To model the complex spatial dependency, we represent the non-Euclidean pair-wise correlations among objects using directed graphs and then propose the novel diffusion graph convolution which captures the spatial dependency with bidirectional random walks on the graph. To model the multimodal correlations among objects, we further propose the multi-graph convolution network. To model the non-linear and non-stationary temporal dynamics, we integrate the novel diffusion graph convolution into the recurrent neural network to jointly model the spatial and temporal dependencies. To capture the long-term temporal dependency, we propose to use the sequence to sequence architecture with scheduled sampling. To utilize the global contextual information in the temporal correlation modeling, we further propose the contextual gated recurrent neural network which augments the recurrent neural network with a contextual-aware gating mechanism to re-weights different historical observations. To infer correlation among objects, we propose a structure-informed variational graph autoencoder based model, which infers the explicit interactions considering both observed movements and structural prior knowledge, e.g., node degree distribution, edge type distribution, and sparsity. The model represents the structural prior knowledge as differentiable constraints on the interaction graph and optimizes it using gradient-based methods.

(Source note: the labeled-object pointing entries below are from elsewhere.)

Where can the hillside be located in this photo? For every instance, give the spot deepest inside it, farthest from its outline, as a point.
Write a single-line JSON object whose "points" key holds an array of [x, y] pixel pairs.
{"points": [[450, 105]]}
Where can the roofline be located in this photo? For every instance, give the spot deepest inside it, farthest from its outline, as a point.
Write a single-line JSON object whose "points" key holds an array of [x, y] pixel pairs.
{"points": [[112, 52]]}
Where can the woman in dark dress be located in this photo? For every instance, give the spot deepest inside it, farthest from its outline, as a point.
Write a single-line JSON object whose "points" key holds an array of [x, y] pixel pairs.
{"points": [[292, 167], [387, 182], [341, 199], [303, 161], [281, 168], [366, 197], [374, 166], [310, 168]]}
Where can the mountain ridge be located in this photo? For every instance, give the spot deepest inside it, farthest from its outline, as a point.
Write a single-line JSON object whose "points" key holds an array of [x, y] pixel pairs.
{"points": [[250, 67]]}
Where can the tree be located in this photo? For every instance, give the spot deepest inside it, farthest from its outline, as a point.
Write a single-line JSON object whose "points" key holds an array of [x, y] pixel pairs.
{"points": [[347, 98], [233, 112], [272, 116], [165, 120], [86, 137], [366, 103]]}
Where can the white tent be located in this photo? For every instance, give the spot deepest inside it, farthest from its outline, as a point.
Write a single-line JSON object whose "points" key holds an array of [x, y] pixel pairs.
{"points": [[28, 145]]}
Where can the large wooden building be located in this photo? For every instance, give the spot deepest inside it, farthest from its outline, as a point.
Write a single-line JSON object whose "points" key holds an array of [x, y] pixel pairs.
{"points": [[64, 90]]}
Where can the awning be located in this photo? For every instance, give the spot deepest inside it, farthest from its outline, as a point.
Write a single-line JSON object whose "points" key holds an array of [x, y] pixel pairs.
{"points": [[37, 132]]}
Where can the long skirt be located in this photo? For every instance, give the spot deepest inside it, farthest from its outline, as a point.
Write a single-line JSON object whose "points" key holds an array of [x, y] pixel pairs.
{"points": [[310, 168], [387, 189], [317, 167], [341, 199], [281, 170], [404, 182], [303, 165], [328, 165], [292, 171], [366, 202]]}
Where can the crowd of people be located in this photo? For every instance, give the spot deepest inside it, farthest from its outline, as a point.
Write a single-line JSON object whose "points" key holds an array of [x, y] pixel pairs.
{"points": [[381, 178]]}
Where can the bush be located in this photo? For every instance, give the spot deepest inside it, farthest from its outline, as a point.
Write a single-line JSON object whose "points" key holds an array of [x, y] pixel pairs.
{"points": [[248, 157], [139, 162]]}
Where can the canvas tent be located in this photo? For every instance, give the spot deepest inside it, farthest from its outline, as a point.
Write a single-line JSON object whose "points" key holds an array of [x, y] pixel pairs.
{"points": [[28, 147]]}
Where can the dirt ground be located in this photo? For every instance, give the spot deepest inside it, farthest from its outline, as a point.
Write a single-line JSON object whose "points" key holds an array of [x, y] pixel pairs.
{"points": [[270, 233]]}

We conduct extensive experiments on multiple real-world large-scale datasets for various spatiotemporal prediction tasks, including traffic forecasting, spatiotemporal demand forecasting, travel time estimation, relational inference and simulation. The results show the proposed models consistently achieve clear improvements over state-of-the-art methods. The proposed models and their variants have been deployed in real-world large-scale systems for applications including road traffic speed prediction, Internet traffic forecasting, air quality forecasting, travel time estimation, and spatiotemporal demand forecasting.